Embedding Model Selection for Citation-Grounded Retrieval over European Union Financial and AI Regulation

Abstract

We report a controlled empirical comparison of five text-embedding models for first-stage semantic retrieval over a corpus of consolidated European Union legislation governing crypto-assets, anti-money-laundering, digital operational resilience, and artificial intelligence. The corpus comprises seven legislative instruments segmented into 56,413 citable provision-level units across eight official languages. Five models were evaluated under identical conditions: two general-purpose proprietary models (OpenAI text-embedding-3-large; Google gemini-embedding-001), two legal-domain-specialised models (Isaacus Kanon 2; Voyage voyage-law-2), and one general-purpose model from a legal-adjacent vendor (Voyage voyage-3-large). Each model embedded the full corpus once and was queried over an approximate-nearest-neighbour index using cosine similarity. We constructed four evaluation rounds of increasing difficulty, totalling 159 questions with human-authored gold provision labels, and measured hit@5, hit@10, recall@10, and mean reciprocal rank (MRR).

A fourth round additionally probed cross-statute disambiguation, near-duplicate-article discrimination, multi-provision compound queries, and out-of-scope (unanswerable) questions, the last scored by the similarity margin between answerable and unanswerable queries as a proxy for hallucination resistance.

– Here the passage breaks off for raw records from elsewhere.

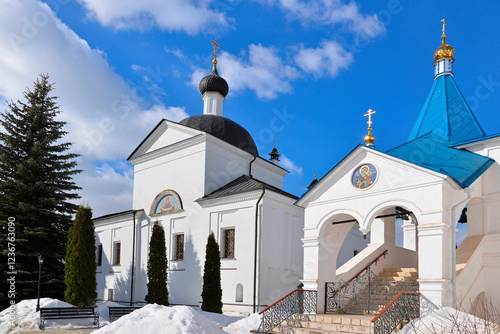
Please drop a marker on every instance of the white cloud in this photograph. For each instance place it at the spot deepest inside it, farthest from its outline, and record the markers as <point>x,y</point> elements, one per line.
<point>290,165</point>
<point>263,72</point>
<point>107,189</point>
<point>326,60</point>
<point>101,109</point>
<point>176,52</point>
<point>331,12</point>
<point>172,15</point>
<point>99,106</point>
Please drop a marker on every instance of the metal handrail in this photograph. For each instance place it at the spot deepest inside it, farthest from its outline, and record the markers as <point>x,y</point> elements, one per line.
<point>369,264</point>
<point>363,295</point>
<point>296,302</point>
<point>354,277</point>
<point>406,306</point>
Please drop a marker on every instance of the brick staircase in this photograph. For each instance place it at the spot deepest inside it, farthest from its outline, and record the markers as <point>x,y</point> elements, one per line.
<point>381,295</point>
<point>326,324</point>
<point>399,274</point>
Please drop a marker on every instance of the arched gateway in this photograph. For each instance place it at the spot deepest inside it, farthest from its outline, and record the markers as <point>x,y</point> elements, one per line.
<point>424,184</point>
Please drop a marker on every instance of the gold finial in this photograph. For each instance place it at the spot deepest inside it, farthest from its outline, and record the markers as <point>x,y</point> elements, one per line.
<point>216,46</point>
<point>370,139</point>
<point>445,50</point>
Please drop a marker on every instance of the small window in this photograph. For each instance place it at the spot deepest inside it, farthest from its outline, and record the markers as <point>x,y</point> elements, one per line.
<point>98,255</point>
<point>228,243</point>
<point>167,201</point>
<point>179,247</point>
<point>239,293</point>
<point>116,253</point>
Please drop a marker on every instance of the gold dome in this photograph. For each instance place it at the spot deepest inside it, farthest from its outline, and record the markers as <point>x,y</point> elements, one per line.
<point>369,139</point>
<point>445,50</point>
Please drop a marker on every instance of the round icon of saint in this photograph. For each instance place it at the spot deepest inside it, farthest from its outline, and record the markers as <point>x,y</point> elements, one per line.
<point>364,176</point>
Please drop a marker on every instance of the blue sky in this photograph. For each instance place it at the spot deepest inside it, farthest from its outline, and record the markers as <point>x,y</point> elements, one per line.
<point>300,72</point>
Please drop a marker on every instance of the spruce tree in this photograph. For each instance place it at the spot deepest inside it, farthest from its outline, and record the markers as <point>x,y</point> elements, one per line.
<point>80,266</point>
<point>36,190</point>
<point>157,267</point>
<point>211,294</point>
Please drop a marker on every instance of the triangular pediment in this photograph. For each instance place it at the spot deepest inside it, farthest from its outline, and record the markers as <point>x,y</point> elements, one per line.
<point>164,134</point>
<point>367,171</point>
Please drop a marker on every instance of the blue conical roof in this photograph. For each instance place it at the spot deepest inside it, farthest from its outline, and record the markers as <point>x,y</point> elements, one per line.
<point>447,114</point>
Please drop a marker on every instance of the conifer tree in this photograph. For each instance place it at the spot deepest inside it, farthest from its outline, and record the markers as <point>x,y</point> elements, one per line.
<point>211,294</point>
<point>80,263</point>
<point>36,190</point>
<point>157,267</point>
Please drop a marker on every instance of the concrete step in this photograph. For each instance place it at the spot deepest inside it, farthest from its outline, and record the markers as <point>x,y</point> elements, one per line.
<point>326,324</point>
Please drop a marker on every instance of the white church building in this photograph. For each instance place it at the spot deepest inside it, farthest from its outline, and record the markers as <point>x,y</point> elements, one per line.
<point>201,175</point>
<point>204,174</point>
<point>444,172</point>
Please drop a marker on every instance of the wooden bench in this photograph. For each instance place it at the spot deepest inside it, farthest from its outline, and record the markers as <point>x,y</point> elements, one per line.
<point>59,313</point>
<point>117,312</point>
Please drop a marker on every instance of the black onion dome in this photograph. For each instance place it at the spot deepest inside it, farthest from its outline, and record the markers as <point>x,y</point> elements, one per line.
<point>214,83</point>
<point>224,129</point>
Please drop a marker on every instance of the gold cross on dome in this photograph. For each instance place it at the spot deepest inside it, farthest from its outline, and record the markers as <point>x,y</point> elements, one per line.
<point>369,114</point>
<point>216,46</point>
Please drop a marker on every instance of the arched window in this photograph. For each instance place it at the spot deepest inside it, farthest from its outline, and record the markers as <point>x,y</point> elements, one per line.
<point>239,292</point>
<point>167,201</point>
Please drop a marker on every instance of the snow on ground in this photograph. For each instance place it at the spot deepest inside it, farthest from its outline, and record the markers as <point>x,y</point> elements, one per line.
<point>149,319</point>
<point>447,320</point>
<point>26,317</point>
<point>244,325</point>
<point>155,318</point>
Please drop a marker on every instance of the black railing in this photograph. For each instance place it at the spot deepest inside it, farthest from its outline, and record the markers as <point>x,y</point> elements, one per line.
<point>365,294</point>
<point>296,302</point>
<point>405,307</point>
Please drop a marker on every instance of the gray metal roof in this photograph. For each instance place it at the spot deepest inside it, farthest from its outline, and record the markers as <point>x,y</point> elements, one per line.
<point>244,184</point>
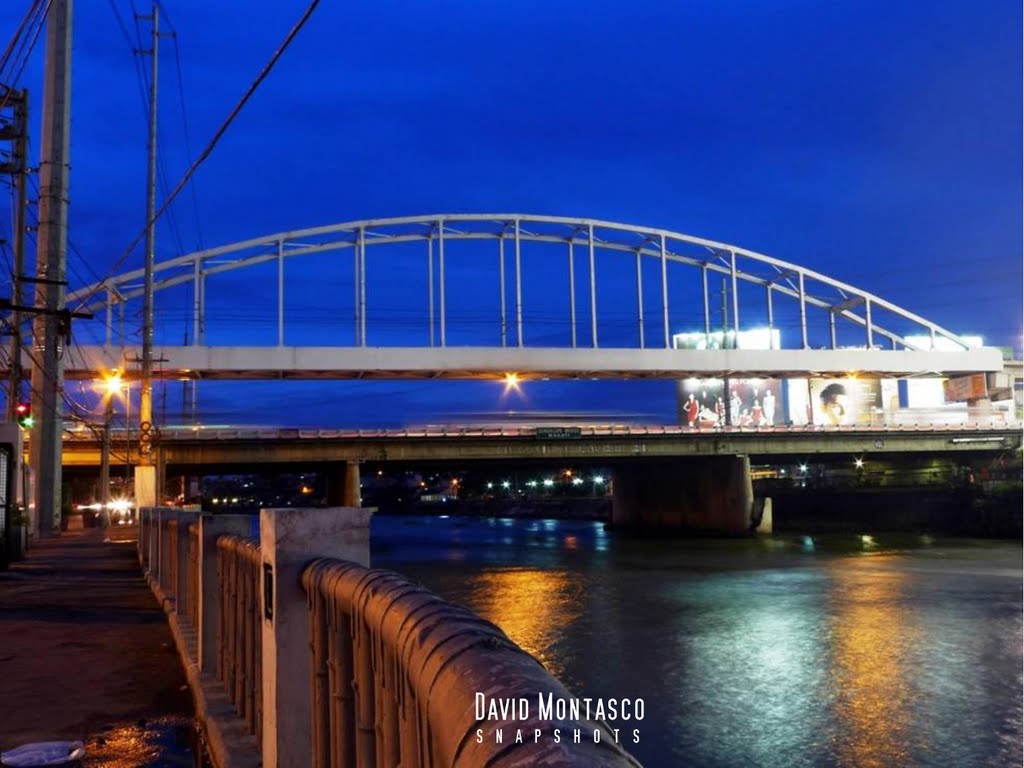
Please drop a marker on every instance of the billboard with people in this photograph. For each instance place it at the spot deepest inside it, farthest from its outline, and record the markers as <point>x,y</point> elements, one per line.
<point>836,402</point>
<point>737,402</point>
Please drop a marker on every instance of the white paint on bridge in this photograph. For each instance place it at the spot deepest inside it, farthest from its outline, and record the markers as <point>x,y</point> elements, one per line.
<point>469,363</point>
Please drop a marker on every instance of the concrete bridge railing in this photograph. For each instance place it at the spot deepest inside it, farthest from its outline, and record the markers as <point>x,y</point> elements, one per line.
<point>320,660</point>
<point>397,672</point>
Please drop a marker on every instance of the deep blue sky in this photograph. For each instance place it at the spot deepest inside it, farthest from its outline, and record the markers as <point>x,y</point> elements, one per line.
<point>879,142</point>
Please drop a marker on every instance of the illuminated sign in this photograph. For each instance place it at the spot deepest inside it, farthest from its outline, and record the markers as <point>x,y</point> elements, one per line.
<point>755,338</point>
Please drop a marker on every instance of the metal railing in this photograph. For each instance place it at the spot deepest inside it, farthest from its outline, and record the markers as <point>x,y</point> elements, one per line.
<point>240,643</point>
<point>171,588</point>
<point>395,672</point>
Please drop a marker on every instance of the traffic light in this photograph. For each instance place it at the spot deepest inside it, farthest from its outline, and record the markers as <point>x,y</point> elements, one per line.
<point>24,412</point>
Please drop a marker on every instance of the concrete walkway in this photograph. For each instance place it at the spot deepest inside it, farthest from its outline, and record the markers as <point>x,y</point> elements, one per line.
<point>86,652</point>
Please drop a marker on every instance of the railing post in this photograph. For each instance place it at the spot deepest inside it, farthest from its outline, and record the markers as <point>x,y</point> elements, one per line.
<point>290,539</point>
<point>181,588</point>
<point>164,515</point>
<point>210,527</point>
<point>153,544</point>
<point>144,521</point>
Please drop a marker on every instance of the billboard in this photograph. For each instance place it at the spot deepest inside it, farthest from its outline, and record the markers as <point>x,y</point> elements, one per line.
<point>752,402</point>
<point>962,388</point>
<point>842,401</point>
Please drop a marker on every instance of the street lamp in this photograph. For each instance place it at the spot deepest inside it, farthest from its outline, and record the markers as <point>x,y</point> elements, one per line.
<point>113,385</point>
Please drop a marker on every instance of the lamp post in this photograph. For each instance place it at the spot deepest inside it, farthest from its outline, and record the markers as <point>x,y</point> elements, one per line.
<point>113,385</point>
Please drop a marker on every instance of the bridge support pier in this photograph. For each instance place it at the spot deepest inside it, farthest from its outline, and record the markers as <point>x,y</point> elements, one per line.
<point>701,495</point>
<point>343,484</point>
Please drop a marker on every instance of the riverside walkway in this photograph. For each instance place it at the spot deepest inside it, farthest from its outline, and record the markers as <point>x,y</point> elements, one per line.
<point>86,654</point>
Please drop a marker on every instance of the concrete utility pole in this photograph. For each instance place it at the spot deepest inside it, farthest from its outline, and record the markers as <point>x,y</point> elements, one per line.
<point>145,472</point>
<point>18,168</point>
<point>104,461</point>
<point>49,328</point>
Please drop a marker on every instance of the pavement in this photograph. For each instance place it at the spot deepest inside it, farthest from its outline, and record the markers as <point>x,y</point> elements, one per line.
<point>86,653</point>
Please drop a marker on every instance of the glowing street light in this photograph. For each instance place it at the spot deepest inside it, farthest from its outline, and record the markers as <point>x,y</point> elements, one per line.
<point>114,383</point>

Two findings are notable. First, domain-specialised legal embedders did not outperform general-purpose models on this statutory corpus; the strongest single model overall was a general-purpose model (voyage-3-large), and a general-purpose multilingual model (gemini-embedding-001) was strongest on colloquially phrased queries. Second, the two strongest retrievers exhibited the smallest separation between answerable and unanswerable queries, indicating that retrieval quality and intrinsic abstention capability are not aligned and must be handled by distinct system components. We discuss implications for embedding selection in high-precision legal retrieval.

Introduction

Retrieval-augmented question answering over primary legal sources places unusually strict demands on the retrieval stage. In a citation-grounded system, every assertion shown to a user must be traceable to a specific provision of a specific instrument, and the cost of surfacing the wrong provision, or a provision from the wrong instrument, is materially higher than in general web or enterprise search. The first-stage retriever, typically a dense embedding model paired with an approximate-nearest-neighbour (ANN) index, therefore determines the ceiling on end-to-end precision: a provision that is not recalled into the candidate set cannot be cited, reranked, or verified downstream.

This report studies which embedding model best serves that first stage for a corpus of European Union financial-services and artificial-intelligence regulation. The question is practically consequential because the available models differ along several axes that plausibly matter for legal text: general-purpose versus legal-domain specialisation, embedding dimensionality (and therefore storage and search cost), and whether the model distinguishes query encodings from document encodings (asymmetric retrieval). We evaluate five models spanning these axes under a single, fixed protocol, and we deliberately escalate task difficulty across four rounds so that differences invisible on easy, keyword-aligned questions become measurable on realistic and adversarial ones.

Corpus

The corpus consists of the consolidated texts of seven European Union legislative instruments, retrieved from the official EU publications repository and parsed from the canonical machine-readable legal format into a hierarchical structure of provision-level units (articles, paragraphs, points, and recitals). Each instrument is held in eight official-language editions (English, German, French, Italian, Spanish, Dutch, Polish, and Lithuanian). After parsing and normalisation, the corpus contains 56,413 citable units; retrieval and scoring in this study were conducted against the English edition except where a round explicitly states otherwise.

Methods

Models under test

Five embedding models were evaluated. Two are general-purpose proprietary models; two are explicitly legal-domain-specialised; one (voyage-3-large) is a general-purpose model from a vendor that also publishes a legal model, included to separate the effect of vendor from the effect of domain specialisation. Embeddings were stored at each model's native or default output dimensionality. Models offering asymmetric encoding were queried with the document transformation for corpus text and the query transformation for questions; the symmetric model used a single transformation for both.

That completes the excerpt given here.